Question. Graph-node deployment takes to much space

Open statzky opened this issue 1 year ago • 0 comments

Hello everyone, I'm sorry if this is not the right place to ask..

I have a graph-node deployed on a virtual machine (in docker), and I'm encountering an issue with disk space consumption. My setup details are as follows:

Network: Polygon
Start block: 2,000,000
Current block: 59,606,297
Database size after initial indexing: 35 GB (on 58,908,274 block)

The problem is that the database size increases by approximately 7 GB every day. Given the number of new blocks generated each day, this seems unusually high.

Here are some additional details:

I have 5 subgraphs deployed to my node.
Subgraphs are tracking events from certain smart contracts.
Using PostgreSQL for the database (nothing special, just like all other subgraphs).
Lately I have no new transaction for my contracts (around few weeks).

I suspect that the rapid increase in disk space usage might not be solely due to new blocks and their associated data.
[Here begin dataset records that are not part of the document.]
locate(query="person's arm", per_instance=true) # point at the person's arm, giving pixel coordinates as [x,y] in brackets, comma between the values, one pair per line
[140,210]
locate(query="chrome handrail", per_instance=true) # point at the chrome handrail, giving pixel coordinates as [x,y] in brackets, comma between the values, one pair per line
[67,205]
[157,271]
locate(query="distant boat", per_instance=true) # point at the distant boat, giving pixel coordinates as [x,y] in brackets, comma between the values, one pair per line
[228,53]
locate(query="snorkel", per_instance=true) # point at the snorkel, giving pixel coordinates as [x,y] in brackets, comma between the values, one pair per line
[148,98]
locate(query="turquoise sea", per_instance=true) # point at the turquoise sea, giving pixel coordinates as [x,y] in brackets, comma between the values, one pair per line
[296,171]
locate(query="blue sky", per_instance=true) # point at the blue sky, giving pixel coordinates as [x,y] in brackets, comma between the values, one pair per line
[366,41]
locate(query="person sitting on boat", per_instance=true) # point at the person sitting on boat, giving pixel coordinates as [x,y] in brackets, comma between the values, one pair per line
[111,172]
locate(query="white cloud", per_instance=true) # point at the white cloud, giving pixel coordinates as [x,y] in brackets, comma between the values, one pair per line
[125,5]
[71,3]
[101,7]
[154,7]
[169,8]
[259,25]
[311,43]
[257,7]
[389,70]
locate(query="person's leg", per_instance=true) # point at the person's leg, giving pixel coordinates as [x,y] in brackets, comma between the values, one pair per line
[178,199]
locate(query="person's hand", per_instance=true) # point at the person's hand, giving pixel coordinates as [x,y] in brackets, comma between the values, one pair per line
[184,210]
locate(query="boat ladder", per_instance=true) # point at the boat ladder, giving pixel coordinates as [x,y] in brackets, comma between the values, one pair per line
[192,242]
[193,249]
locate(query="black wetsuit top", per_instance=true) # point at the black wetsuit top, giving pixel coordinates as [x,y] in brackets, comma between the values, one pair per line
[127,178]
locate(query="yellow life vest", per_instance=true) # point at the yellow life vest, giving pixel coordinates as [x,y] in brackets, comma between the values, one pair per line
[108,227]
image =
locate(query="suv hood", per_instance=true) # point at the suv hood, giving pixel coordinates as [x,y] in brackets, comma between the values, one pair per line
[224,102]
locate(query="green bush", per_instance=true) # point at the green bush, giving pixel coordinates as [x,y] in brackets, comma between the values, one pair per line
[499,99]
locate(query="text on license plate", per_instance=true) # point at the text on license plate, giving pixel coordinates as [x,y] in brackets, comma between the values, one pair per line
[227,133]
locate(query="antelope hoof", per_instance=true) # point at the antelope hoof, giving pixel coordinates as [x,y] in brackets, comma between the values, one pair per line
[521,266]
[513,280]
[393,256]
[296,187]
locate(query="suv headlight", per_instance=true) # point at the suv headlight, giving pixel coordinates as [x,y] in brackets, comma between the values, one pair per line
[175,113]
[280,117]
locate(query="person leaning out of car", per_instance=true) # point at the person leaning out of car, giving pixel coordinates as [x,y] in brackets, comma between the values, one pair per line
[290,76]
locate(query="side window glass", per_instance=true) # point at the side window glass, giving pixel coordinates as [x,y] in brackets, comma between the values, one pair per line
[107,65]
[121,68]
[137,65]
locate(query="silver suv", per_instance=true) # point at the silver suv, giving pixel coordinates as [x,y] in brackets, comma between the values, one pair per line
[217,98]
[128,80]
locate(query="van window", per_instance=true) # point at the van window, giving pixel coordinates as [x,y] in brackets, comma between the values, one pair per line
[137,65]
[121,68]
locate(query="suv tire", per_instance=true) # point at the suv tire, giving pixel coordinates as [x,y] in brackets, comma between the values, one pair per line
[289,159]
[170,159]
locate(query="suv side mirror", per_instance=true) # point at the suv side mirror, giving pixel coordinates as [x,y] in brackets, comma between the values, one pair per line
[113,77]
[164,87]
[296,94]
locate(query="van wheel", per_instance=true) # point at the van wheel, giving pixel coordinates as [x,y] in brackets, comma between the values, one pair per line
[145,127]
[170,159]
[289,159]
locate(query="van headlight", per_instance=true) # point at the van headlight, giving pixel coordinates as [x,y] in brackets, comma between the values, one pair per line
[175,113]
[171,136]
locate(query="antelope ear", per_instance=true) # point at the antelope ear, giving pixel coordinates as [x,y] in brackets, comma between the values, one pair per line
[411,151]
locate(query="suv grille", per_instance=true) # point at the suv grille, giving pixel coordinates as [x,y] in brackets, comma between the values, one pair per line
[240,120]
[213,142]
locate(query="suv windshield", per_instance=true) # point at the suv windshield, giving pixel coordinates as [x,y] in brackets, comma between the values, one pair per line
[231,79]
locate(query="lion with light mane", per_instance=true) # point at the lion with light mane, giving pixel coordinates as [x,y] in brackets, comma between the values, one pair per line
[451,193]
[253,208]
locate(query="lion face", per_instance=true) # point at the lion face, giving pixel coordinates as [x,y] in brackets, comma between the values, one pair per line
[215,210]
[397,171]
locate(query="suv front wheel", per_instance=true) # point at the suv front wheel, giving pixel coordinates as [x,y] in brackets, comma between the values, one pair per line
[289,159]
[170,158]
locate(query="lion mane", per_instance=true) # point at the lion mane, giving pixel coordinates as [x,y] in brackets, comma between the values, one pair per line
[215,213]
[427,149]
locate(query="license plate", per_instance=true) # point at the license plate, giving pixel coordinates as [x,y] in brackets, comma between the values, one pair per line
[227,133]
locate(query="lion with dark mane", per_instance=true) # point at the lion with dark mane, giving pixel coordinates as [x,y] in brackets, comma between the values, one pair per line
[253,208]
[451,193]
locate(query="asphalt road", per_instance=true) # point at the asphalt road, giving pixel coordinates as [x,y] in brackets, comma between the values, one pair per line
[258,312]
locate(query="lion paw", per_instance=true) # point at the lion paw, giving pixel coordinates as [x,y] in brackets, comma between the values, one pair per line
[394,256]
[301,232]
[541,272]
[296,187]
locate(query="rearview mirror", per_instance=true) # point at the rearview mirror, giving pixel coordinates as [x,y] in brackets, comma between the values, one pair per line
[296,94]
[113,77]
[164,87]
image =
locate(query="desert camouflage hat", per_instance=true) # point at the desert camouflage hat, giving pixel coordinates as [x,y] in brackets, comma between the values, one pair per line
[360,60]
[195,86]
Some potential culprits or considerations might be:

Node configuration (everything is set by default, maybe I should change something?).
Database indexing or maintenance issues.
Possible redundant data or "bloat" in the database.

I know about GRAPH_ETHEREUM_CLEANUP_BLOCKS, but I want to use my graph-node for production purposes.

Should I use Postgres VACUUM or ANALYZE functionality?

Could anyone provide insights or suggestions on what might be causing this rapid increase in database size and how to optimize it?

Jul 20 '24 23:07 statzky